Maarten Baas is enthralled by time: pausing it, fast-forwarding it, drawing it, performing it. The conceptualization of time has been his modus operandi since 2009, when the Dutch designer exhibited his smash-hit “Real Time” at Salone del Mobile in Milan and earned the title Designer of the Year from Design Basel in Miami.
Ever since, Baas has been crafting horological works out of the fourth dimension; and naturally, he has a lot of clocks to show for it. Sweepers Clock (2010) is a 12-hour video in which two men busily sweep piles of trash resembling the hands of a clock, treating time as a performative process. Those wondering who the enigmatic figure painting each passing minute from the inside of Schiphol Clock (2016) in Amsterdam’s bustling airport—it was Baas.
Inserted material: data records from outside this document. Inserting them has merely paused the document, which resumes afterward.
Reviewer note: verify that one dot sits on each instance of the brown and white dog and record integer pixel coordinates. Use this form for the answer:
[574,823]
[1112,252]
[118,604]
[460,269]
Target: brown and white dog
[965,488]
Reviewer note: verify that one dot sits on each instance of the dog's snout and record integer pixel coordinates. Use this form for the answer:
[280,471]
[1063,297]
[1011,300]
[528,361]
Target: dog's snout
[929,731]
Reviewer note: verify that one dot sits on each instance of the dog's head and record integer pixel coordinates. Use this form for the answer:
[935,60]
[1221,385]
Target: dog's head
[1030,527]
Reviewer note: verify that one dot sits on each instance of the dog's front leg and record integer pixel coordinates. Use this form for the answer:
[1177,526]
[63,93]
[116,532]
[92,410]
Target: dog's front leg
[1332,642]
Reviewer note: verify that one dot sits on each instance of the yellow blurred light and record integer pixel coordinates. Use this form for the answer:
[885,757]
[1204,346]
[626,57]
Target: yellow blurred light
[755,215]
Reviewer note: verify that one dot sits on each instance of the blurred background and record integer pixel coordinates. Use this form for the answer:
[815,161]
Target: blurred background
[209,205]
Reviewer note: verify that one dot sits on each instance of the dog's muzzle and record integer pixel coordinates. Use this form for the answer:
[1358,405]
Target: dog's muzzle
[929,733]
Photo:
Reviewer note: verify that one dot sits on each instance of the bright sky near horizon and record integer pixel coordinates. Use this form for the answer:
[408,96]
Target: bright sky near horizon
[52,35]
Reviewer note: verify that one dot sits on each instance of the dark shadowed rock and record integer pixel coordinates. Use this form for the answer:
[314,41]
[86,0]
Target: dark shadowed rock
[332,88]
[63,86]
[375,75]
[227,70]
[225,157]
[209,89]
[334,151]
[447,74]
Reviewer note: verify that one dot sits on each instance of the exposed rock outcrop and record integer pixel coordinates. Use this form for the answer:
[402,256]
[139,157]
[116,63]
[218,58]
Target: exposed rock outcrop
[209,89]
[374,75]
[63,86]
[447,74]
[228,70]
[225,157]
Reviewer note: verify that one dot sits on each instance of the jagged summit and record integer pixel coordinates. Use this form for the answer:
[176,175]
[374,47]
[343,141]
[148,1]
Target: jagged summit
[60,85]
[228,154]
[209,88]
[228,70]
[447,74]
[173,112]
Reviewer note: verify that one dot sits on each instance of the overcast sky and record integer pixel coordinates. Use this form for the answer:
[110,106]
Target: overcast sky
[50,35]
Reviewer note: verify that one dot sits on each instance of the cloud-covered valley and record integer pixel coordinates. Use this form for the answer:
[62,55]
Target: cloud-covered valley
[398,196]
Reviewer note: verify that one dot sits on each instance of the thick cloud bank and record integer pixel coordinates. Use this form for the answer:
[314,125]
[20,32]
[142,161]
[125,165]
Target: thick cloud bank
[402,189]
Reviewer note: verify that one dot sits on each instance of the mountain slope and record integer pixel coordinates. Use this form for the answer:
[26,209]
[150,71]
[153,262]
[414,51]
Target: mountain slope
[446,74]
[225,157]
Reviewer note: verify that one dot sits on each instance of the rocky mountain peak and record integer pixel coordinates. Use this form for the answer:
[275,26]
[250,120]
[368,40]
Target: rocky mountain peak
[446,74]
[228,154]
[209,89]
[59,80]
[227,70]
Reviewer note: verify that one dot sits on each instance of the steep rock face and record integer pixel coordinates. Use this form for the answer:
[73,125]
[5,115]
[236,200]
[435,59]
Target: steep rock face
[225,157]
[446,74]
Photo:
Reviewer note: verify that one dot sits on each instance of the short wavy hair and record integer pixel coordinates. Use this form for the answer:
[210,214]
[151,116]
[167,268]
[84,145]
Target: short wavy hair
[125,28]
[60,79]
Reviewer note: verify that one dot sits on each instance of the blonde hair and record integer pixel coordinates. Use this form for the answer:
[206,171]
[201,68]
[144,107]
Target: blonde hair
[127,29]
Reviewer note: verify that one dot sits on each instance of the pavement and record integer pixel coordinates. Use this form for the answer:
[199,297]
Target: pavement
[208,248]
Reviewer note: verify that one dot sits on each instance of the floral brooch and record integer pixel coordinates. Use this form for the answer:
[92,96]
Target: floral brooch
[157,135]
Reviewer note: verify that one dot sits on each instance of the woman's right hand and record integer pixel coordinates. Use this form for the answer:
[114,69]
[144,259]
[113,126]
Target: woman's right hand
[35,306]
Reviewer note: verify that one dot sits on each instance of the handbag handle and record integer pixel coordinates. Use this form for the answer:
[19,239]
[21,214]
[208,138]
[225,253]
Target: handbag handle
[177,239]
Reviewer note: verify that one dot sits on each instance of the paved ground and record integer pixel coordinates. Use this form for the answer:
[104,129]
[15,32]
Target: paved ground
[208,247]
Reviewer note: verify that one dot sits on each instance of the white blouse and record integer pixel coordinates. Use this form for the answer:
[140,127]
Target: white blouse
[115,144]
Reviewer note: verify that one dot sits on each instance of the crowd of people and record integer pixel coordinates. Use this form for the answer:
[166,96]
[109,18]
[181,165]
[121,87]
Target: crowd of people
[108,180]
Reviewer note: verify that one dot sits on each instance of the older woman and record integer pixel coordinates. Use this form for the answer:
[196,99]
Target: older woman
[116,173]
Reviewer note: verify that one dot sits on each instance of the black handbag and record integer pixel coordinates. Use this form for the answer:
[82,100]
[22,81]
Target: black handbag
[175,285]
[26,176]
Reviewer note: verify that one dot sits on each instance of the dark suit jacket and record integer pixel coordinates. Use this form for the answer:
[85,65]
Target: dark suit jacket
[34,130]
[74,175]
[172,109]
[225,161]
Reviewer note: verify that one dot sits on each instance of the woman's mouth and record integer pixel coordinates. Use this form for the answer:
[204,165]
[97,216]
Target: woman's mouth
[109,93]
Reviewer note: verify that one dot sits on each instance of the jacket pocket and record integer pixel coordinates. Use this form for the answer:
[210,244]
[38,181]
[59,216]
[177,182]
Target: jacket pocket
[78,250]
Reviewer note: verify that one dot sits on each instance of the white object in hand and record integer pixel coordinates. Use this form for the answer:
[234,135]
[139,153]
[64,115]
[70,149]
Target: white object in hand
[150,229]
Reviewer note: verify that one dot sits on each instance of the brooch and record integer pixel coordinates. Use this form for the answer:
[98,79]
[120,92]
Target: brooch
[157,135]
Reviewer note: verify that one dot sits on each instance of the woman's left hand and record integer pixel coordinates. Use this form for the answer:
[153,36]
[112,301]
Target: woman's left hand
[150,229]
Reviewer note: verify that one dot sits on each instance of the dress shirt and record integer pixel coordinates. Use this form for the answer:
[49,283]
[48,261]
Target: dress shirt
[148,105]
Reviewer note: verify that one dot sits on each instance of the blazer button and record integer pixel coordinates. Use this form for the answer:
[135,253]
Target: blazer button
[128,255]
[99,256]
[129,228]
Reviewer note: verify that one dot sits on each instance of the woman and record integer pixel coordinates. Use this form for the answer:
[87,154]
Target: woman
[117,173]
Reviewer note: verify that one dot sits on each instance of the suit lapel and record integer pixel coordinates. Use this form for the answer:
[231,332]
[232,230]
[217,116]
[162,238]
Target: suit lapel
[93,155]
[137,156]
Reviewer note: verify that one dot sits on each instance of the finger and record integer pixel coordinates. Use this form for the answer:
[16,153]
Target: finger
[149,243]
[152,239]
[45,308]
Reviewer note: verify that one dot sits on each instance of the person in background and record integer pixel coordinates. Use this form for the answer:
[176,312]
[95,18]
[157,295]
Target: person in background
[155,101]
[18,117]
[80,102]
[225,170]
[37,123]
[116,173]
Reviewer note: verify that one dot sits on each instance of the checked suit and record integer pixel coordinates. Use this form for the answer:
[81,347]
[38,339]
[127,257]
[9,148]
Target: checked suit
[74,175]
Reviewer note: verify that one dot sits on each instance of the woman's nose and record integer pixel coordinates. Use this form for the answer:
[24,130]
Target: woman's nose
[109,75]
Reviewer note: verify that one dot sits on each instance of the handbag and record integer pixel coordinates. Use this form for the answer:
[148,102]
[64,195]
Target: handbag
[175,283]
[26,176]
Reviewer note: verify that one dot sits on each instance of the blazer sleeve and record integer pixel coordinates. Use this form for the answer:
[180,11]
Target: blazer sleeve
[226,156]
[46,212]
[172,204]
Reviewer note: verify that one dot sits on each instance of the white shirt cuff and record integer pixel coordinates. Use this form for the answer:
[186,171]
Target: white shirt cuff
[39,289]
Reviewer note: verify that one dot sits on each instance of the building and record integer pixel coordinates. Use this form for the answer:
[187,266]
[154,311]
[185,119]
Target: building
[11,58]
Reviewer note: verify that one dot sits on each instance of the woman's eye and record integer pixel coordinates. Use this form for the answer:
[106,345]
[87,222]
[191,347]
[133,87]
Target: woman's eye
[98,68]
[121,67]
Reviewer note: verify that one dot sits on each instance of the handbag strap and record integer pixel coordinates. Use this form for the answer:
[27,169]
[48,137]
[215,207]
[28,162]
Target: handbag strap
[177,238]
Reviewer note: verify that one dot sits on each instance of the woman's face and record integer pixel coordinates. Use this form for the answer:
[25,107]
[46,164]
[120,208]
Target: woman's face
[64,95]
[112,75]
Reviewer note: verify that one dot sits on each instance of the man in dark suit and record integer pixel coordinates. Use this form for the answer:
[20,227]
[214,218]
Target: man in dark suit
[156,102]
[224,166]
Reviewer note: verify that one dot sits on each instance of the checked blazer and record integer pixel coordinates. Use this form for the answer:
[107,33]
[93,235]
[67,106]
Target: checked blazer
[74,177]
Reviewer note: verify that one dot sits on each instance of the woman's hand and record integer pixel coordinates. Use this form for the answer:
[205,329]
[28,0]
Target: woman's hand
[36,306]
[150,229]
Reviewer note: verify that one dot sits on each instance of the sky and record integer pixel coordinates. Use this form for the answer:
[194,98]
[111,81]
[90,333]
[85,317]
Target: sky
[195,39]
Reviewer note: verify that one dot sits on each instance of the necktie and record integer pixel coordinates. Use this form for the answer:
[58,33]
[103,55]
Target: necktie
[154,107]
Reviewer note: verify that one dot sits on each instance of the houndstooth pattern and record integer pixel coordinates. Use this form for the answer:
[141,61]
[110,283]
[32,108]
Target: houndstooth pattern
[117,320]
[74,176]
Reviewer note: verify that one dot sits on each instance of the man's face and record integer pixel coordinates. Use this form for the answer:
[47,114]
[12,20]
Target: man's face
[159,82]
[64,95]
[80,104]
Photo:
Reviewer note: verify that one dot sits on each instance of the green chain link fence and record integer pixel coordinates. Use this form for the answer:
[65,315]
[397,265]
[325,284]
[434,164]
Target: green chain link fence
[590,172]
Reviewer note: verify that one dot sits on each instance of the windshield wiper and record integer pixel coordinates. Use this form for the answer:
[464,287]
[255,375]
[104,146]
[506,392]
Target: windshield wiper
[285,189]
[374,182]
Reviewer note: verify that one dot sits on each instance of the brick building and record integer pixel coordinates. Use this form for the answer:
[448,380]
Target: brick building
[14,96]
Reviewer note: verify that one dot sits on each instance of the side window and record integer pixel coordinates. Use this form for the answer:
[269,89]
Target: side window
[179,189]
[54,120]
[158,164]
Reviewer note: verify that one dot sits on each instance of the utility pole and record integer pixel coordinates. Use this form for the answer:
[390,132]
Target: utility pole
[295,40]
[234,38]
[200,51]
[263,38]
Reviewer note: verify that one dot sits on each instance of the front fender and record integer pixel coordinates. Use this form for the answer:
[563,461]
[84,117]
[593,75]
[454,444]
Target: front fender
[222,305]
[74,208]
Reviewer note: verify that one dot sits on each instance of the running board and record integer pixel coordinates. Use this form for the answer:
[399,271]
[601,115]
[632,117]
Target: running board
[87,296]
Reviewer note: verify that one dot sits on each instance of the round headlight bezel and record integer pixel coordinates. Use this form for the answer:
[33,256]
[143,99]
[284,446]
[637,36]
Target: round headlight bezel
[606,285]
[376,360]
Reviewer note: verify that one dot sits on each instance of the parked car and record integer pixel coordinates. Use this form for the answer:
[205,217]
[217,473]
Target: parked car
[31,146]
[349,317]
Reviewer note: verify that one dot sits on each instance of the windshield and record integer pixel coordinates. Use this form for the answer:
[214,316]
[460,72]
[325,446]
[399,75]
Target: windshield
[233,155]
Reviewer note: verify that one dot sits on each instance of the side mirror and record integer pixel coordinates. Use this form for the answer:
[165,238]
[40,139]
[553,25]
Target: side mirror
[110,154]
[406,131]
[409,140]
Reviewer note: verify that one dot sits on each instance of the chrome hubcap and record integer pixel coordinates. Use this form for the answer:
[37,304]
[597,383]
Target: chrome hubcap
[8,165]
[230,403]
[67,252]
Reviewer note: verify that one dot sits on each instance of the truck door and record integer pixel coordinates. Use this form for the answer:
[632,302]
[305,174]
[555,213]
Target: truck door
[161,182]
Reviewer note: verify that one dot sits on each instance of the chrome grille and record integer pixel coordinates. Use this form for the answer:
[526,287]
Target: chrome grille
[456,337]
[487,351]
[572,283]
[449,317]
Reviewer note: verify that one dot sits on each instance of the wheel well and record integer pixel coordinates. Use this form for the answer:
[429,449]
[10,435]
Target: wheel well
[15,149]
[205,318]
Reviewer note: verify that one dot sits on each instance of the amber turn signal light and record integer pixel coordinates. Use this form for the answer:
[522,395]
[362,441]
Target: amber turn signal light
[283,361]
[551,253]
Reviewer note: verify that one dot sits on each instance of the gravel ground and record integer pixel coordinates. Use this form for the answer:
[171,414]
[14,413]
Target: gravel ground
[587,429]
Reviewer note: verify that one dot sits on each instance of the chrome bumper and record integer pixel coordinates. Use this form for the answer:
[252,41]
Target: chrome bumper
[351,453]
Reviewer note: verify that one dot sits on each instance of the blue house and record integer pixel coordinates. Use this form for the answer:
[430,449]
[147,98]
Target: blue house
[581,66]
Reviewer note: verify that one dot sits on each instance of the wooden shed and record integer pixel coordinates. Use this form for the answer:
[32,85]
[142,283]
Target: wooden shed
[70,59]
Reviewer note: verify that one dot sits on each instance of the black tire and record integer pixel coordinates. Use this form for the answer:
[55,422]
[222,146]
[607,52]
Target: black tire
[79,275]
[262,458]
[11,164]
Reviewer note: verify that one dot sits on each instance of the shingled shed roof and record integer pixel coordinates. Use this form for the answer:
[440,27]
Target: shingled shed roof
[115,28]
In 2017, Baas opened his first major museum show, “Hide & Seek,” at the Groninger Museum in the Netherlands. Meanwhile, his pieces have been scooped up by institutions all over the world, from MoMA in New York and San Francisco MoMA to the Victoria & Albert Museum in London and the Rijksmuseum, Amsterdam. Two grandfather clocks of his—or rather, one grandmother clock—have fetched his highest auction amounts, at Sotheby’s (2019) and Phillips (2012).
Now, Baas is exhibiting “Play Time” at Carpenters Workshop Gallery, Los Angeles (through May 26), a time-traveling retrospective of earlier time-based works mixed with new iterations. In his “720 Minutes Clocks” series, Baas gathered as many Dutch children to create a colorful drawing on a clock’s face. In Real Time XL The Artist, Baas stands inside a giant clock, hand-drawing and redrawing its hands.